Under the Bolsheviks, the “pure moral weapon” of the hunger strike was designated “a continuation of counterrevolutionary activity in prison,” and in mid-1937 the prison administration absolved itself of any responsibility for resulting deaths. Torture also became normal in interrogation, and anyone over the age of twelve was liable to execution as an adult. Then the state found it suitable to take the relatives of its “enemies” as hostages, and ultimately even to execute them, if it wished. In the exile system, a real distinction had been made between the common criminal and the political exile; and as Leo Deutsch, a convicted terrorist, remarked in 1903, “Every official, high or low, knows well that he cannot go beyond a certain point with [politicals], and that he must behave with courtesy.”724 In the Gulag, all this was reversed. Actual criminals were more leniently treated, indeed, became lords of the camps; they were the elite, and as a rule, enjoyed privileged positions as orderlies or trusties. Among them, most politicals were like lambs thrown to the wolves.

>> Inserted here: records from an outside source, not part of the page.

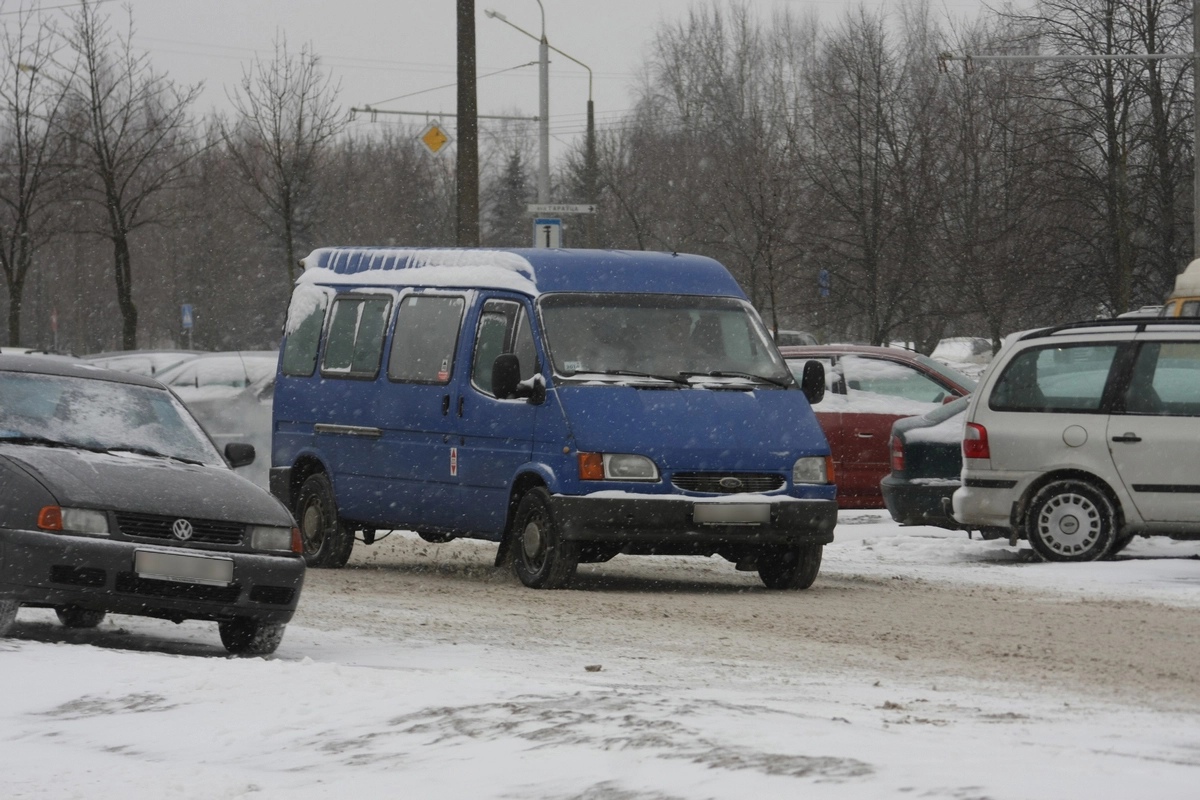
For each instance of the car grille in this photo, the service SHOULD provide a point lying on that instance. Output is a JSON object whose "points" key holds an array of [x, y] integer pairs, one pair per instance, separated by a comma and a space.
{"points": [[148, 525], [712, 482]]}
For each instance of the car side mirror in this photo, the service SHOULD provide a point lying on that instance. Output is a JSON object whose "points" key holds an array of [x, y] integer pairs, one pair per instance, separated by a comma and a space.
{"points": [[239, 453], [505, 376], [813, 382]]}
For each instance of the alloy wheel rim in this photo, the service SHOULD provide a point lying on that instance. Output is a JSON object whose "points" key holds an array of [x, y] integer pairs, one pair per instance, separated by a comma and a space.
{"points": [[1069, 524]]}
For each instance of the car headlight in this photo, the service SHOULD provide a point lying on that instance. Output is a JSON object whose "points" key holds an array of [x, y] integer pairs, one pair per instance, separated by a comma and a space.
{"points": [[813, 469], [617, 467], [270, 537], [73, 521]]}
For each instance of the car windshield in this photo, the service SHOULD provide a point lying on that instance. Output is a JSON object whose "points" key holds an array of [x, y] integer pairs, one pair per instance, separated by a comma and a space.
{"points": [[676, 338], [100, 415]]}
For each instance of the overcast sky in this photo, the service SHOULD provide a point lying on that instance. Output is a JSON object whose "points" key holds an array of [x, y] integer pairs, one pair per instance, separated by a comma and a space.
{"points": [[384, 52]]}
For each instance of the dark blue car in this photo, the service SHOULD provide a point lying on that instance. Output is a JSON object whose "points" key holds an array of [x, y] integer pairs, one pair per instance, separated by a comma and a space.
{"points": [[567, 404]]}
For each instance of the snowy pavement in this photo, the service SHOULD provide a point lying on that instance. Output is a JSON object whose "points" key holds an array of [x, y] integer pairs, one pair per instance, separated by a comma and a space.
{"points": [[147, 709]]}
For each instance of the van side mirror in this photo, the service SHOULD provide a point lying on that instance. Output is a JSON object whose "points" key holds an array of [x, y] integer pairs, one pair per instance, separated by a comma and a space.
{"points": [[239, 453], [505, 376], [813, 382]]}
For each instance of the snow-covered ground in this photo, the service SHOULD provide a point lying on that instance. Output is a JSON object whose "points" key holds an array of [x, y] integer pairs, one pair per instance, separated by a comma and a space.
{"points": [[384, 687]]}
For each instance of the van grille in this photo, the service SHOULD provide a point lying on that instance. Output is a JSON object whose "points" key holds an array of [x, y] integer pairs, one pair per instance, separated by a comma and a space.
{"points": [[150, 525], [727, 482]]}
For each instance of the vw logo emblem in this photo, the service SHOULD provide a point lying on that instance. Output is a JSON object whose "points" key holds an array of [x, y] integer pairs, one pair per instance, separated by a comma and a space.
{"points": [[183, 529]]}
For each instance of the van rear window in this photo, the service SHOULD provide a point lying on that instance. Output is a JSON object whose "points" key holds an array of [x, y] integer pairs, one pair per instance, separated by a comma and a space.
{"points": [[426, 338]]}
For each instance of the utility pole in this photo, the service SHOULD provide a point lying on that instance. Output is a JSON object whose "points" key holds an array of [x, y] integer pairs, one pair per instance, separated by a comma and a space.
{"points": [[467, 169]]}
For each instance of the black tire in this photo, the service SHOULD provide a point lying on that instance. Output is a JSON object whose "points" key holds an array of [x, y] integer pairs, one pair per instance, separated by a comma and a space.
{"points": [[328, 541], [76, 617], [9, 609], [249, 637], [540, 557], [792, 566], [1071, 521]]}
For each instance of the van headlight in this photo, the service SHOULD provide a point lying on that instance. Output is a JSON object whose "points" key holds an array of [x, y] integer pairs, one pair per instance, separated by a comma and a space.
{"points": [[617, 467], [811, 469], [270, 537]]}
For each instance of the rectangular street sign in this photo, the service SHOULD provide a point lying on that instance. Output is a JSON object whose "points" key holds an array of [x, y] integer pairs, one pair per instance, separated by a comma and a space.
{"points": [[561, 208]]}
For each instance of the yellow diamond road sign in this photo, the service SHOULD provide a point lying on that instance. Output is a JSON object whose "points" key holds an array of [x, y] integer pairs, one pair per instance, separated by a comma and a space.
{"points": [[435, 137]]}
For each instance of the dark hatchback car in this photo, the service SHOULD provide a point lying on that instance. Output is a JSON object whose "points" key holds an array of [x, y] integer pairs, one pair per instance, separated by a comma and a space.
{"points": [[113, 499], [927, 465], [867, 390]]}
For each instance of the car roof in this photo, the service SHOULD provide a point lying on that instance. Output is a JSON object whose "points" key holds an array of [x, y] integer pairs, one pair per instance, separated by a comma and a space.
{"points": [[43, 366], [529, 271]]}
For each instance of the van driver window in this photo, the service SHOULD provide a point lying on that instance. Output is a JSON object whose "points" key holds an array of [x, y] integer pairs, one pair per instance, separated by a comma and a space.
{"points": [[425, 340]]}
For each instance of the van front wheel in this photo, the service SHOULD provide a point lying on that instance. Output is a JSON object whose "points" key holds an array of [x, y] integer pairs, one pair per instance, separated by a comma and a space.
{"points": [[1071, 521], [328, 541], [793, 566], [540, 557]]}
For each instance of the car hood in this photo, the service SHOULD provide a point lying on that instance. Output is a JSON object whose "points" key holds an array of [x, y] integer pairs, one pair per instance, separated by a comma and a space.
{"points": [[139, 483], [695, 428]]}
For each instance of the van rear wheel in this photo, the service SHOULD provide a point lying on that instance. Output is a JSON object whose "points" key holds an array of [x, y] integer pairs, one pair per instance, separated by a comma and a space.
{"points": [[790, 566], [1071, 521], [541, 559], [328, 541]]}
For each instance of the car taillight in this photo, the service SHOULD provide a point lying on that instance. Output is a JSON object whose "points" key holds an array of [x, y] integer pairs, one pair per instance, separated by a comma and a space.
{"points": [[897, 455], [975, 441]]}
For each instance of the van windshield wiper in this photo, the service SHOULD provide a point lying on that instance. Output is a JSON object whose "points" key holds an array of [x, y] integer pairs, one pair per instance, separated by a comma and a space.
{"points": [[749, 376], [633, 373]]}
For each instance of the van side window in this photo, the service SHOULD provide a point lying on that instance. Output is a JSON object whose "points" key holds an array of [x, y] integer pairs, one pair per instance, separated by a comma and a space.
{"points": [[355, 336], [1068, 378], [1165, 380], [306, 318], [503, 328], [425, 340]]}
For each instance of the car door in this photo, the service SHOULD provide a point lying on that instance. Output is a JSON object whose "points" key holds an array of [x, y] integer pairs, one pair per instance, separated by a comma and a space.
{"points": [[879, 391], [1155, 432], [496, 435]]}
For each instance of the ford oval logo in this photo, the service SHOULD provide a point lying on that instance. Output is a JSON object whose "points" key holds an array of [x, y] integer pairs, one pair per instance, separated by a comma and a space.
{"points": [[183, 529]]}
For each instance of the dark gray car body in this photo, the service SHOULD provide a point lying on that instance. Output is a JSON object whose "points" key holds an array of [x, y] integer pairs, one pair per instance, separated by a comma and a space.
{"points": [[142, 498]]}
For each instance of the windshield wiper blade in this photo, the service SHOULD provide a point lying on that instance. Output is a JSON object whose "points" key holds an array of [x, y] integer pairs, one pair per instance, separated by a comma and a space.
{"points": [[153, 453], [749, 376]]}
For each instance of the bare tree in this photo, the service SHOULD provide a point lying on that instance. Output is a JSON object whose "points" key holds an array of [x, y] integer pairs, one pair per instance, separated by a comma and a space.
{"points": [[287, 116], [133, 139], [30, 102]]}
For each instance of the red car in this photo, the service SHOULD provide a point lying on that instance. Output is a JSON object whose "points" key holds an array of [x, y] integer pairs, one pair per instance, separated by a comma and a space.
{"points": [[867, 390]]}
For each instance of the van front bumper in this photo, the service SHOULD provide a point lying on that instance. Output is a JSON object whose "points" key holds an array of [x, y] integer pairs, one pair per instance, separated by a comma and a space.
{"points": [[665, 521]]}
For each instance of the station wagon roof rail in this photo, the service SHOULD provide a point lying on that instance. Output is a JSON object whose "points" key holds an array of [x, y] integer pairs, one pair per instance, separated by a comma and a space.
{"points": [[1128, 325], [526, 270]]}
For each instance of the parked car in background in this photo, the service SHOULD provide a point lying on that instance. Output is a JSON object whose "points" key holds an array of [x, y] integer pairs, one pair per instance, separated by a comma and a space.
{"points": [[231, 394], [141, 362], [867, 390], [115, 501], [1085, 435]]}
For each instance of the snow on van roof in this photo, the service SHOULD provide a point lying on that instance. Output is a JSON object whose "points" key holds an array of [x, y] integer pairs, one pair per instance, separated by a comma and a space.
{"points": [[433, 268]]}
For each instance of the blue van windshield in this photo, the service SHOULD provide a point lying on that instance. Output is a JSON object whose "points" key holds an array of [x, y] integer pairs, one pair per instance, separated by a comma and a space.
{"points": [[675, 338]]}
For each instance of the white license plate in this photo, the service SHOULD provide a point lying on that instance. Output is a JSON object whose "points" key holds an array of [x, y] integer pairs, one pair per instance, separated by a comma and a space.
{"points": [[189, 569], [732, 513]]}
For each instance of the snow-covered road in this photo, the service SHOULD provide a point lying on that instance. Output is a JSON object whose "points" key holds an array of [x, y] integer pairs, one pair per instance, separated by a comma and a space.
{"points": [[919, 665]]}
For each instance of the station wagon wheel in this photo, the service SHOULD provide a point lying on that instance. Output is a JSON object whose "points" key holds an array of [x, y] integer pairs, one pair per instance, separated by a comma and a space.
{"points": [[328, 541], [76, 617], [790, 566], [7, 614], [1071, 521], [249, 637], [541, 559]]}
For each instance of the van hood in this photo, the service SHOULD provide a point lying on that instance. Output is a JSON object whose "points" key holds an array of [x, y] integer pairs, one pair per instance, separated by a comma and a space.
{"points": [[144, 485], [695, 428]]}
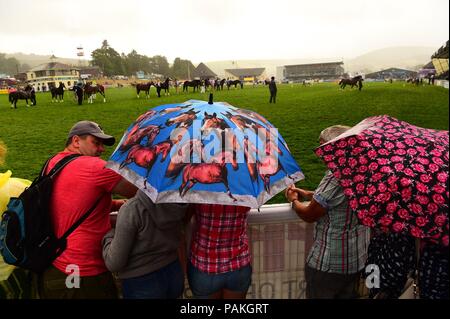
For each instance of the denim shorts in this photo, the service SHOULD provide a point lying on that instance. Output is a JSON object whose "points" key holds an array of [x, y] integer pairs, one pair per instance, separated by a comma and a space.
{"points": [[203, 284]]}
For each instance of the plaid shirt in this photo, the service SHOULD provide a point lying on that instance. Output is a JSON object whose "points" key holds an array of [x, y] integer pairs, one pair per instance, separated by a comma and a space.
{"points": [[340, 242], [220, 241]]}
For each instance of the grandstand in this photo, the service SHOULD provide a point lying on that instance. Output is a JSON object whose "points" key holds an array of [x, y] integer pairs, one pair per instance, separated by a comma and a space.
{"points": [[202, 72], [392, 73], [324, 71], [246, 74], [440, 62]]}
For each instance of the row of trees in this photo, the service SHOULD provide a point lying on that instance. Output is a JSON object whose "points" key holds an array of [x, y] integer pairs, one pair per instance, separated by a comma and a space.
{"points": [[113, 63], [11, 66]]}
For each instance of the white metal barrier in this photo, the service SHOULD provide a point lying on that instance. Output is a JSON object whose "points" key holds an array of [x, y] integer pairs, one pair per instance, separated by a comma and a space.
{"points": [[279, 244]]}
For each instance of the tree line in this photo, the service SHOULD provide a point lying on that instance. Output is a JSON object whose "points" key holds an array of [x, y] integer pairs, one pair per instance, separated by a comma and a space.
{"points": [[113, 63]]}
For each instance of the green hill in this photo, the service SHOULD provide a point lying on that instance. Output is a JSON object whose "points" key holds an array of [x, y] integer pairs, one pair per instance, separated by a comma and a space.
{"points": [[35, 133]]}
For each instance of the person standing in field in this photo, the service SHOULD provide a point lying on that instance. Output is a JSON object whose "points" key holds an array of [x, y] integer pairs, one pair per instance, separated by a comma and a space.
{"points": [[273, 90]]}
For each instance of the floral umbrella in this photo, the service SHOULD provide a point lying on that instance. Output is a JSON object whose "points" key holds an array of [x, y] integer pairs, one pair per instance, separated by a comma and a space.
{"points": [[205, 152], [395, 175]]}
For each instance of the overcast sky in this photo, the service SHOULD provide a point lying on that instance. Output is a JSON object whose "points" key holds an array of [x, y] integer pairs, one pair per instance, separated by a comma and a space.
{"points": [[209, 30]]}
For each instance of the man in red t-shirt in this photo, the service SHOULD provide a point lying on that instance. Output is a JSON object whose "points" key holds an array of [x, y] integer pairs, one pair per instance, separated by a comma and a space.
{"points": [[80, 272]]}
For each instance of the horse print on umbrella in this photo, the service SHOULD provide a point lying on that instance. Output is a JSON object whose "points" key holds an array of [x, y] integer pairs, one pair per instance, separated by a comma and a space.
{"points": [[266, 166], [137, 134], [27, 94], [183, 120], [174, 109], [145, 156], [209, 173]]}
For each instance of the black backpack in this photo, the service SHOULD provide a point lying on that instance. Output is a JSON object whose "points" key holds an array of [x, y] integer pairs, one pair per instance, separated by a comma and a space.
{"points": [[27, 239]]}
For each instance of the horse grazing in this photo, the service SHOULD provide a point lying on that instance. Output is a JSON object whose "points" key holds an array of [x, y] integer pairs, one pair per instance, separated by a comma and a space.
{"points": [[209, 173], [218, 85], [27, 94], [58, 92], [145, 156], [90, 90], [183, 120], [144, 87], [163, 86], [357, 80], [235, 83], [194, 83]]}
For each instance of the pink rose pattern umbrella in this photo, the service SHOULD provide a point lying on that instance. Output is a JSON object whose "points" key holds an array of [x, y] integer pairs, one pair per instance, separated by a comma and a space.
{"points": [[395, 176]]}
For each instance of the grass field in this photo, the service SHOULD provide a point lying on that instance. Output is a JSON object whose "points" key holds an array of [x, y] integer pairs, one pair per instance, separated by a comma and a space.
{"points": [[35, 133]]}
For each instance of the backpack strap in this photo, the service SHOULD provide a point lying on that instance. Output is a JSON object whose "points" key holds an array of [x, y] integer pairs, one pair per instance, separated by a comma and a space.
{"points": [[55, 170], [80, 220], [60, 165], [63, 162]]}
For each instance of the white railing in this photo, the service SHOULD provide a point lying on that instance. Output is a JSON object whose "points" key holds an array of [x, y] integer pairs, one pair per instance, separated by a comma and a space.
{"points": [[279, 242]]}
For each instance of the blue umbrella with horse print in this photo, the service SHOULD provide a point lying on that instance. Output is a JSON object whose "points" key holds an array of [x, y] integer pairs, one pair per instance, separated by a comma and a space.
{"points": [[205, 152]]}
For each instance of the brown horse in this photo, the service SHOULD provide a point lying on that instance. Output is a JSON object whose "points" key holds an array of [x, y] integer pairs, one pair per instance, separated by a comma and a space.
{"points": [[136, 135], [144, 87], [213, 122], [254, 116], [173, 109], [265, 166], [183, 156], [242, 122], [183, 120], [147, 115], [209, 173], [145, 156]]}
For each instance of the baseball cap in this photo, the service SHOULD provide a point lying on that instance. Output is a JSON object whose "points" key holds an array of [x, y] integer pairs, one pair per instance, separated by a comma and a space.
{"points": [[91, 128]]}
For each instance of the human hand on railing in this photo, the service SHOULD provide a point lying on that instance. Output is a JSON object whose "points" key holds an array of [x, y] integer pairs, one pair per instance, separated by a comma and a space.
{"points": [[291, 194]]}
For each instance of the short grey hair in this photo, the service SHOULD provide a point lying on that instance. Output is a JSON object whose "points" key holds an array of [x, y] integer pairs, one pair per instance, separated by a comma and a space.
{"points": [[331, 132]]}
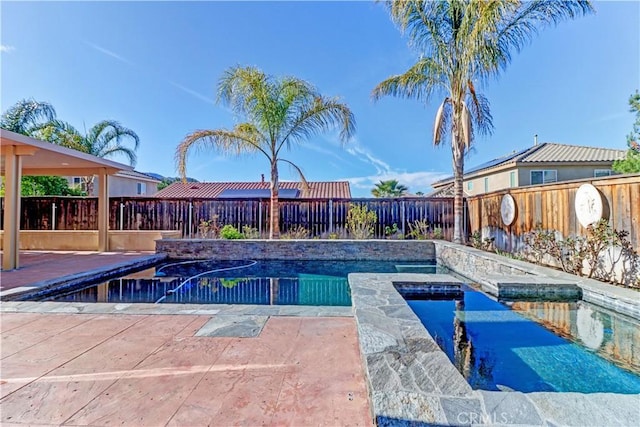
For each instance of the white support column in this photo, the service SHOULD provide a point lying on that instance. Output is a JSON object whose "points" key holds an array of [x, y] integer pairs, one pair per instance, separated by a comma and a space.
{"points": [[103, 211], [11, 239]]}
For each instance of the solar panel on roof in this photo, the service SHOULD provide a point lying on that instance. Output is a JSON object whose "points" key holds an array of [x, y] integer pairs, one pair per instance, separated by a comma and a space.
{"points": [[258, 193]]}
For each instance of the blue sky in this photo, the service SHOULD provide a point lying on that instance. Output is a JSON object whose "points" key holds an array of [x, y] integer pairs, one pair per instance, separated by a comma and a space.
{"points": [[154, 67]]}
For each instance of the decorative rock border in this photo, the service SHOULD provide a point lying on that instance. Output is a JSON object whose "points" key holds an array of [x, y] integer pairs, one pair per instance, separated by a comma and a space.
{"points": [[306, 249]]}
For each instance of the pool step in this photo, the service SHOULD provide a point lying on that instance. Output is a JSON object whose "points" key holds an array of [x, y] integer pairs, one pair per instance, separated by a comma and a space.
{"points": [[434, 286], [529, 287], [425, 268]]}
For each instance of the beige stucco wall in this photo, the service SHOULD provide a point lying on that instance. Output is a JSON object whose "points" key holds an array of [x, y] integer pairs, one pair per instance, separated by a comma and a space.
{"points": [[123, 186], [501, 179], [497, 181], [87, 240]]}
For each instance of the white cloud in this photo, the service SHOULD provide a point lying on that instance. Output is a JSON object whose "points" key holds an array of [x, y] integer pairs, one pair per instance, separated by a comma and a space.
{"points": [[364, 155], [324, 151], [416, 181], [108, 53], [193, 93]]}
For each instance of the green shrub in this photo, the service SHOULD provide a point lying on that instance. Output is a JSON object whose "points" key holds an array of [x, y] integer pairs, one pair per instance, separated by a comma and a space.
{"points": [[230, 232], [478, 242], [250, 232], [360, 222], [419, 230], [296, 233]]}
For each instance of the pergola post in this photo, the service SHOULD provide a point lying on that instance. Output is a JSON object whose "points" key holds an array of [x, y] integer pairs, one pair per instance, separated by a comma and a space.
{"points": [[103, 211], [11, 239]]}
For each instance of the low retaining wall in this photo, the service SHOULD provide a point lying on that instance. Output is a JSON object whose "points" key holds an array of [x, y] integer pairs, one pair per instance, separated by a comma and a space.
{"points": [[87, 240], [479, 266], [369, 250]]}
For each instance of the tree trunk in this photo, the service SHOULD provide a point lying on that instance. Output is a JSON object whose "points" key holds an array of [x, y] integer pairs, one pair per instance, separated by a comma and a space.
{"points": [[457, 147], [274, 229]]}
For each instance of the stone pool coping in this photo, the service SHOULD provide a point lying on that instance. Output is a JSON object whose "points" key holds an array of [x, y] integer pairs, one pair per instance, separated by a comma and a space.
{"points": [[106, 272], [412, 382], [174, 309]]}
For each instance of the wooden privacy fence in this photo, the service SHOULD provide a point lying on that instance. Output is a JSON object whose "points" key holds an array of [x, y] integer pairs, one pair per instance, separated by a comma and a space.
{"points": [[321, 217], [552, 206]]}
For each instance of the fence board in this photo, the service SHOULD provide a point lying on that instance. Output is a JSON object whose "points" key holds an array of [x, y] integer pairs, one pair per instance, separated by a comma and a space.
{"points": [[319, 216], [552, 206]]}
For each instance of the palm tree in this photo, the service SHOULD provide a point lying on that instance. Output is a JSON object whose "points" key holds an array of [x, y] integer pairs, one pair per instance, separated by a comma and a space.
{"points": [[104, 139], [279, 113], [27, 115], [463, 42], [389, 188]]}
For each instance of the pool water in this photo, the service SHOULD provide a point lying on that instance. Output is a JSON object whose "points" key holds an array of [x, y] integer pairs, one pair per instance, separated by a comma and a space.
{"points": [[532, 346], [316, 283]]}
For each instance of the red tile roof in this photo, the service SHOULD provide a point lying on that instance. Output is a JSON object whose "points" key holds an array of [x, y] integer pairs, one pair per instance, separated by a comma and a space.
{"points": [[212, 190]]}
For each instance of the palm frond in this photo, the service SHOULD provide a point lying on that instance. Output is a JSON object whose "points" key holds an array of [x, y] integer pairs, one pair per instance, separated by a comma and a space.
{"points": [[323, 114], [245, 138], [418, 82], [523, 22], [27, 114]]}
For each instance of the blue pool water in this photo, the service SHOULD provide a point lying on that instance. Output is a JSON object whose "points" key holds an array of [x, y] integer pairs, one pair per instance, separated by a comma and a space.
{"points": [[316, 283], [535, 346]]}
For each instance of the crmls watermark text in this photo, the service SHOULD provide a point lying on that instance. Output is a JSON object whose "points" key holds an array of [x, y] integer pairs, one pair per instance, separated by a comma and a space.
{"points": [[467, 418]]}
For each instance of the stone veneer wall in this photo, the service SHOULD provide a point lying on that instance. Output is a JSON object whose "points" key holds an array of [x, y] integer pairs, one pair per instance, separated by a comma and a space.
{"points": [[477, 265], [332, 250]]}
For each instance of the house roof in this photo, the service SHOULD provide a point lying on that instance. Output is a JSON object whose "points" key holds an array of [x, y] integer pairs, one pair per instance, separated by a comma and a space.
{"points": [[45, 158], [138, 175], [212, 190], [445, 191], [547, 152]]}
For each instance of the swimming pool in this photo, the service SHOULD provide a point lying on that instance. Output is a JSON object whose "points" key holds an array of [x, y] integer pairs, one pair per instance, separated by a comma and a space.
{"points": [[317, 283], [532, 346]]}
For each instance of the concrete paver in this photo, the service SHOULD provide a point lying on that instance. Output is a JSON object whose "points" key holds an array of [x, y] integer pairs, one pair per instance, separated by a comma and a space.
{"points": [[152, 370]]}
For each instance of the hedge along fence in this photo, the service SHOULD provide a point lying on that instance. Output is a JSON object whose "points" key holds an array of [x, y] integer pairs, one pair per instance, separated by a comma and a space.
{"points": [[321, 217], [553, 207]]}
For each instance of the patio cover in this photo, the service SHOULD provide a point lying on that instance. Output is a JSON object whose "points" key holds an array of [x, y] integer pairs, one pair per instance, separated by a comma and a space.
{"points": [[22, 155]]}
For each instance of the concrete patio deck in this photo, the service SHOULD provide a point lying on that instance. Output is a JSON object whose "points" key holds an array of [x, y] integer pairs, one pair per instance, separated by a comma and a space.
{"points": [[156, 369], [39, 268], [151, 370]]}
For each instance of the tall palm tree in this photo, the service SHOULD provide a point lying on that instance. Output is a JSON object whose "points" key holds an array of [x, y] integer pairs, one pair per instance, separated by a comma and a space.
{"points": [[462, 43], [26, 115], [279, 113], [389, 188], [105, 139]]}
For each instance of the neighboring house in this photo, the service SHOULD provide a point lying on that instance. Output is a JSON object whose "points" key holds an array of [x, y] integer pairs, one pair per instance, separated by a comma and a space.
{"points": [[122, 184], [541, 164], [228, 190]]}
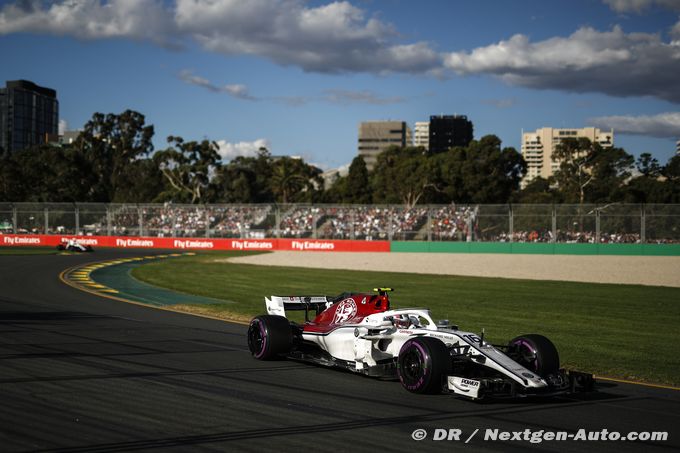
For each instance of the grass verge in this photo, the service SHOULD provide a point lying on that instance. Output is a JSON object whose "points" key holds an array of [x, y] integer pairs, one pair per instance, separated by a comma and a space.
{"points": [[28, 251], [624, 331]]}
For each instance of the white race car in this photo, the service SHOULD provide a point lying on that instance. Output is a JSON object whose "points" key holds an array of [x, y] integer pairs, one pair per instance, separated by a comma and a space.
{"points": [[359, 332], [72, 245]]}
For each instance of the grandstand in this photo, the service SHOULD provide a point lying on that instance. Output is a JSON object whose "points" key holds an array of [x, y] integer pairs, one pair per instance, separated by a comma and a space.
{"points": [[612, 223]]}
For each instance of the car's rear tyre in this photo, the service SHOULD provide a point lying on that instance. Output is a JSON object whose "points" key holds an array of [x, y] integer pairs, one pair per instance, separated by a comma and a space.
{"points": [[269, 336], [535, 353], [422, 365]]}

Under the tsars, moreover, the death penalty had been an exceptional measure, and even between 1876 and 1904, when revolutionary terrorism was at its height, only 486 people were executed, or an average of 17 per year, including criminals. From 1905 to 1908, the number dramatically increased to 45 a month, but was as nothing compared to what ensued. After the Bolsheviks took power, by 1938 the annual average reached 28,000 or more. And “by early 1939,” one historian tells us, “at least one in 20 of the population had been arrested; some 8 million were being held in prisons and camps, where 90 percent of them would die. Two million inmates had already died in the previous two years, not counting another million that had been executed.”725 In just one camp cluster during the year of the Great Terror, fifty thousand prisoners were “tied up with wire like logs, stacked in trucks, driven out to a selected area, and shot.”726 Prisoners were also shot to “check epidemics”; others herded into barges and sunk in the Arctic seas.